Au Cameroun, la Société de recouvrement des créances (SRC), entreprise publique détenue à 100 % par l’État, se retrouve au cœur d’un sévère constat dressé par la Chambre des comptes de la Cour suprême. Dans un rapport couvrant la période 2018-2022, la juridiction financière épingle une charge locative « disproportionnée » qui pèse lourdement sur les finances de cette structure stratégique, pourtant chargée de sécuriser des recouvrements au profit du Trésor public.
Selon les magistrats, la SRC loue pour ses services centraux un immeuble situé dans le quartier huppé de Bastos, à Yaoundé, pour un loyer mensuel de 45 millions de FCFA. Sur la durée du bail, fixée à cinq ans, le coût total atteint 2,7 milliards de FCFA. Un niveau de dépense jugé excessif au regard des moyens réels de l’entreprise.

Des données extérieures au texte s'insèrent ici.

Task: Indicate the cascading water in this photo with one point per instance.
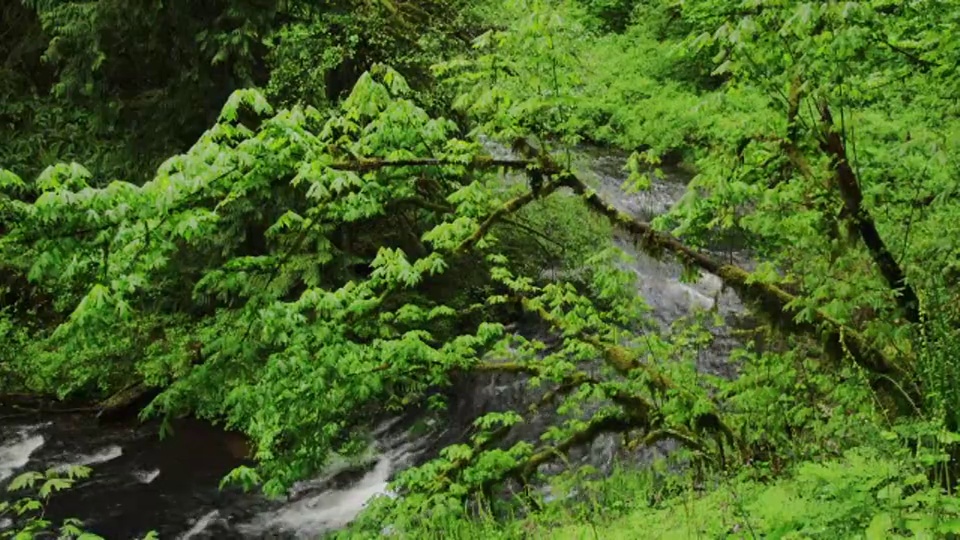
(142, 483)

La Chambre des comptes souligne que le contrat est d’autant plus défavorable qu’il ne prévoit pas de possibilité de résiliation anticipée sans pénalités jugées « excessives ». En clair, la SRC est enfermée dans une dépense rigide, difficilement compressible en cas de tension budgétaire, ce qui accroît sa vulnérabilité financière.
Une charge qui absorbe près d’un tiers des revenus
L’impact de ce bail sur les comptes de la SRqc est évalué à 540 millions de FCFA par an, la charge locative absorbe près du tiers du produit global d’exploitation de l’entreprise, qui s’élevait à 1,82 milliard de FCFA en 2022. Pour la Chambre des comptes, le coût de la location est jugé « disproportionné par rapport aux besoins réels et aux moyens financiers de la SRC ».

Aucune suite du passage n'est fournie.